De nouveaux services sont à l'étude, notamment la collecte des plis au siège des entreprises par le facteur ou la collecte à des heures plus tardives pour satisfaire également de nouveaux clients ayant des modes de fonctionnement différents.

Enfin, dans le cadre du projet national de modernisation du courrier, La Poste entend privilégier un dialogue territorial continu pour répondre à la fois à l'objectif de performance qu'elle s'est fixé et, bien entendu, aux missions de service public qui lui incombent, notamment dans les territoires ruraux.

M. le président. La parole est à M. Gérard Cornu.

M. Gérard Cornu. Madame la ministre, loin de moi d'accréditer l'idée selon laquelle La Poste ne serait pas une entreprise performante : La Poste est, bien sûr, une entreprise performante et, pour demeurer telle, elle doit se moderniser.

Le problème qui se pose est double.

Vous avez fort bien répondu, madame la ministre, sur le volet concernant les entreprises : La Poste ne doit pas vendre à perte, cela me paraît tout à fait justifié. Cela étant, il y a loin de la vente à perte aux augmentations très importantes qu'elle fait subir à certaines entreprises, notamment en milieu rural.

Certes, le milieu rural est plus difficile à desservir que le milieu urbain ; il me semble cependant que nous devons garder à l'esprit une préoccupation d'aménagement du territoire, et c'est sur elle que, à travers ma question, je voudrais attirer l'attention du Gouvernement. C'est aussi le devoir des parlementaires et du Gouvernement que de faire en sorte que l'aménagement du territoire ne soit pas déséquilibré.
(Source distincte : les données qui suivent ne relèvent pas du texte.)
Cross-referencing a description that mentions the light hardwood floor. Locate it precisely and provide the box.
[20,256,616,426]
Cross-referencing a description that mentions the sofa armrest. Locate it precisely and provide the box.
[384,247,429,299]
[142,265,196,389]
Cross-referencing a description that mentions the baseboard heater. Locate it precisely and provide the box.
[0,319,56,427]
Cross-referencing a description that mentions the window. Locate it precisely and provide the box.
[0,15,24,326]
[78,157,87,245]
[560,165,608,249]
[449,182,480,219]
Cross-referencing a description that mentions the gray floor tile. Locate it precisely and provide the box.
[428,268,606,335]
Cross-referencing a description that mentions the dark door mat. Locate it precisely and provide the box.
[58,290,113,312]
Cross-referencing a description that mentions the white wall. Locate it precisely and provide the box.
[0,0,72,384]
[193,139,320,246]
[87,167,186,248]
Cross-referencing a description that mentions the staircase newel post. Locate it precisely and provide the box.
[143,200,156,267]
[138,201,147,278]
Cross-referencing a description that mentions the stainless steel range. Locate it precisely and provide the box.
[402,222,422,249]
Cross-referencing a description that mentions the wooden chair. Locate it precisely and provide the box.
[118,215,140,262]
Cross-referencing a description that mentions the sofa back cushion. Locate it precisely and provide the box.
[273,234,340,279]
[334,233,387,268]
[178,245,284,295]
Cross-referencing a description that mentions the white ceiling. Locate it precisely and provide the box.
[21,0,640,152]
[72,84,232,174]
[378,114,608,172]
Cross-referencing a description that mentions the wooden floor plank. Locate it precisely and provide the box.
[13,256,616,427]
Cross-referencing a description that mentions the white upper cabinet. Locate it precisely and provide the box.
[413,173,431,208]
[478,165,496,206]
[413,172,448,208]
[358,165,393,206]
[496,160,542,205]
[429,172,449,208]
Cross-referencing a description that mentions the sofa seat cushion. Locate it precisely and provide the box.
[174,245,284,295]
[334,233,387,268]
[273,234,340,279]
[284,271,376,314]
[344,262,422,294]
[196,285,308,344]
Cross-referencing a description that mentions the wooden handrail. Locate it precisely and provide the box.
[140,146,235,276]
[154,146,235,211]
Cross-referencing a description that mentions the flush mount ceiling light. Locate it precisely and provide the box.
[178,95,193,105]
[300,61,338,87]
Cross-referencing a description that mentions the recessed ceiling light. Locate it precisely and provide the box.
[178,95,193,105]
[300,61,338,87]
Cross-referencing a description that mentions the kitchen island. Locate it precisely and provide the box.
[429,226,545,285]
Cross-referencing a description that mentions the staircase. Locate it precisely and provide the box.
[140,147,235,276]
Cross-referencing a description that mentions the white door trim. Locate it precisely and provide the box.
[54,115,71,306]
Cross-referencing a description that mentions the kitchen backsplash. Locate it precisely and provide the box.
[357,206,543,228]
Il faut bien voir qu'il est des points du territoire où la concurrence est inexistante en matière postale : certaines entreprises n'ont d'autre choix que de s'adresser à La Poste parce qu'il n'y a pas d'entreprise concurrente.
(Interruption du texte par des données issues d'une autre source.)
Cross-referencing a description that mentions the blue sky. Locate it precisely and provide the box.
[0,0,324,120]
Pour les communes rurales, dont le budget, vous le savez, est très tendu, le service qui était rendu par La Poste était parfait. Ce n'était tout de même pas grand-chose pour le facteur que de prendre les plis de la commune, et le coût n'était pas exorbitant !

Sur ces deux aspects, il me semble que le Gouvernement, avec l'aide du Parlement, pourrait passer des conventions intéressantes avec La Poste, de façon à rendre service à l'ensemble des entreprises et du monde rural.